Linero adds, “We’ll continue our archaeological studies around San Juan de Dios Hospital, the Convent of the Sisters of the Immaculate Conception, and in the Santo Domingo and San Francisco churches and cloisters. From 2019 onwards, we’ll evaluate the archaeological potential of other unexplored areas, mainly the space between the Plaza Mayor and Santo Domingo Church and around the Society of Jesus.”

These studies, as well as the infrastructure, are aimed at turning the Panama Viejo archaeological site into a service complex open to the public. As Silvia Arroyo, head of the development plan, explains: “Our mission is to maintain a place in which to conduct scientific, cultural, educational, and interpretive activities, while respecting the ruins and visitor capacity, highlighting each of the historical phases, from pre-Hispanic fishing village to the colonial and even modern eras.” According to Arroyo, the future will see the creation of a visitor center near the Santo Domingo Convent on the northern edge of the perimeter, to complement the museum services south of the Plaza Mayor and the current administrative center, west of the protected enclosure.

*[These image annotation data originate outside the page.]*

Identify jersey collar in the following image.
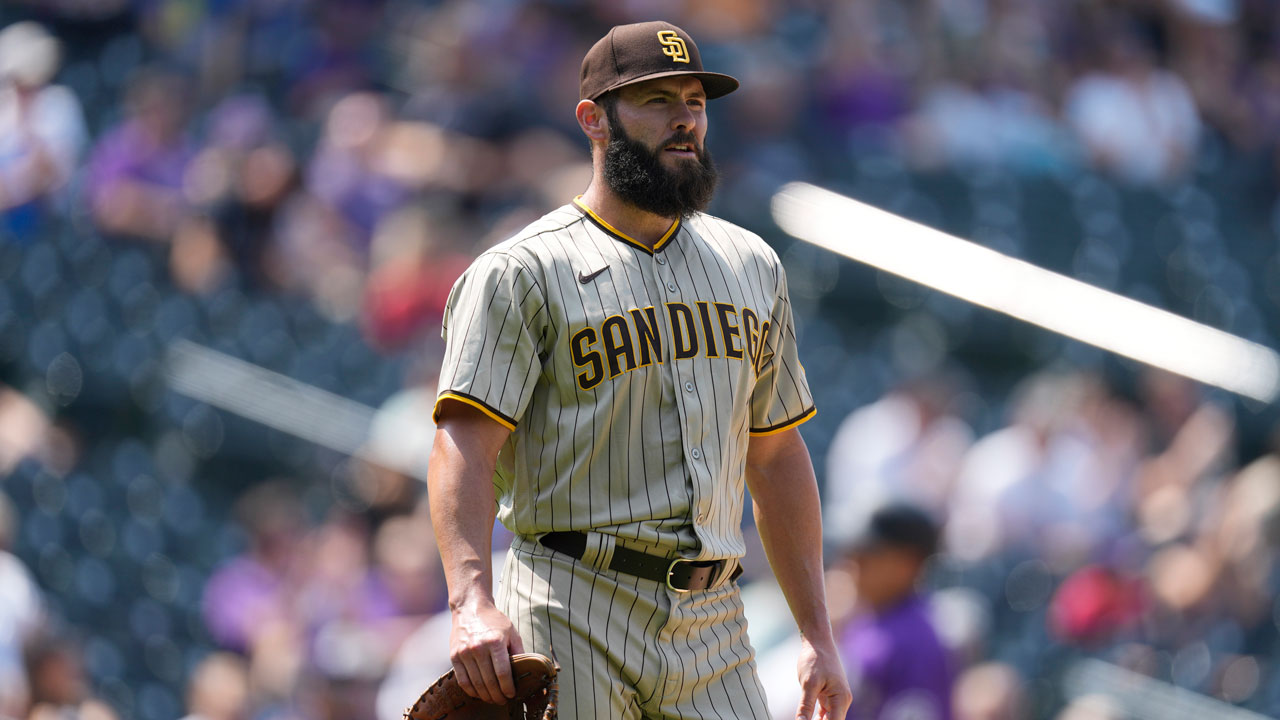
[573,195,680,255]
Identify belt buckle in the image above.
[667,557,692,592]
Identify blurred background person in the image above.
[0,22,88,237]
[837,503,955,720]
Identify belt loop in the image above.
[591,533,618,570]
[707,557,739,589]
[579,532,614,573]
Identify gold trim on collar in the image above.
[573,195,680,255]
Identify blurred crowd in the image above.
[0,0,1280,720]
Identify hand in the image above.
[449,594,525,705]
[796,639,854,720]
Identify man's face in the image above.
[604,77,717,218]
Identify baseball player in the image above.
[429,22,850,720]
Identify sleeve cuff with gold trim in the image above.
[748,406,818,437]
[431,391,516,430]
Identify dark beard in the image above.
[604,111,719,218]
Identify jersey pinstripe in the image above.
[436,201,814,559]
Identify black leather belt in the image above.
[539,530,742,592]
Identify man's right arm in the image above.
[426,400,524,703]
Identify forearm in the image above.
[428,412,497,609]
[748,434,832,643]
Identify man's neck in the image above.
[580,182,676,250]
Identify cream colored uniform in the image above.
[438,201,814,720]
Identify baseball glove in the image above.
[404,652,559,720]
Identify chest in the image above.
[549,242,773,389]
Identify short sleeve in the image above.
[433,252,547,430]
[750,265,817,436]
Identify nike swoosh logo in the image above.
[577,265,609,284]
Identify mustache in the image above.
[662,131,703,152]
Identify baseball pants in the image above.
[498,533,769,720]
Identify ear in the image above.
[575,100,609,142]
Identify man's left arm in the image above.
[746,428,852,720]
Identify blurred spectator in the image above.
[0,493,44,717]
[204,480,306,652]
[823,374,973,530]
[24,634,115,720]
[172,95,297,290]
[1064,32,1199,183]
[838,503,952,720]
[1055,696,1126,720]
[1134,370,1235,546]
[952,662,1032,720]
[0,383,50,477]
[0,22,88,242]
[86,69,193,242]
[306,92,407,251]
[947,373,1140,571]
[182,652,250,720]
[1050,565,1144,648]
[365,206,471,350]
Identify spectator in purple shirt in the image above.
[86,70,193,242]
[841,503,952,720]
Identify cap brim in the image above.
[588,70,739,100]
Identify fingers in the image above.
[796,689,815,720]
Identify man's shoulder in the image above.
[485,205,582,260]
[685,213,778,261]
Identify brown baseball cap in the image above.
[579,20,737,100]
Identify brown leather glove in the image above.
[404,652,559,720]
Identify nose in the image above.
[671,102,698,131]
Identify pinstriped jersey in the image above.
[436,200,815,559]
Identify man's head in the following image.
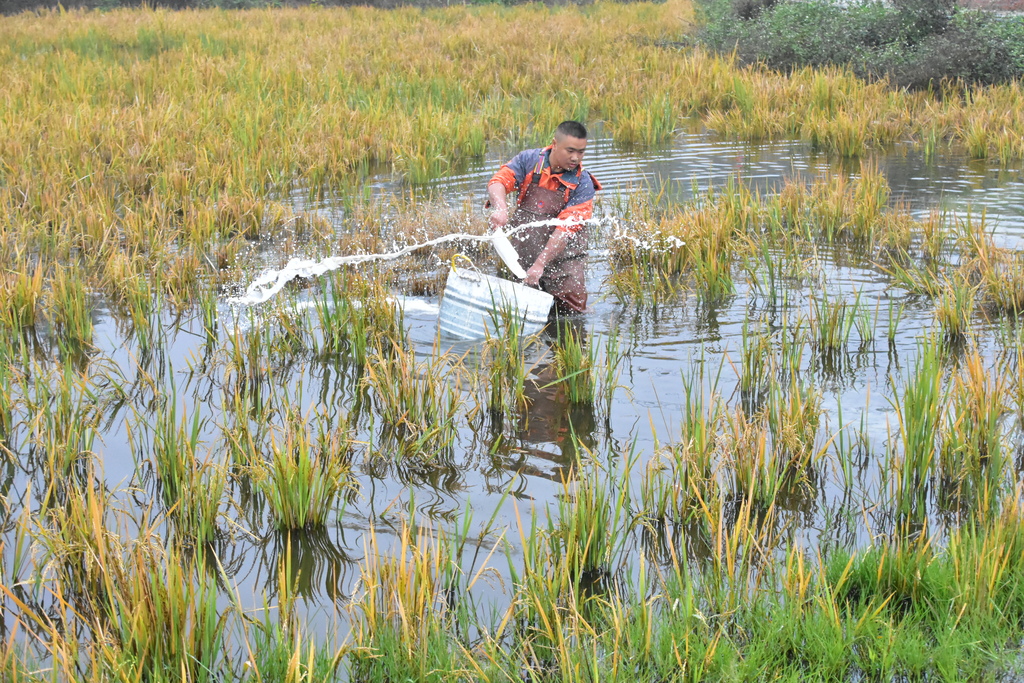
[550,121,587,173]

Most importantly, this project will give visitors a global understanding of the site. Before this, the ruins were seen as independent. The organization’s role is to present the group of ruins as what they once were: one of the most dynamic and important cities in the Spanish empire, whose key location at the time of the looting and destruction in 1671, among other factors, led the city to grow until its population was the same size or larger than that of other contemporary colonial urban centers such as Lima and Havana.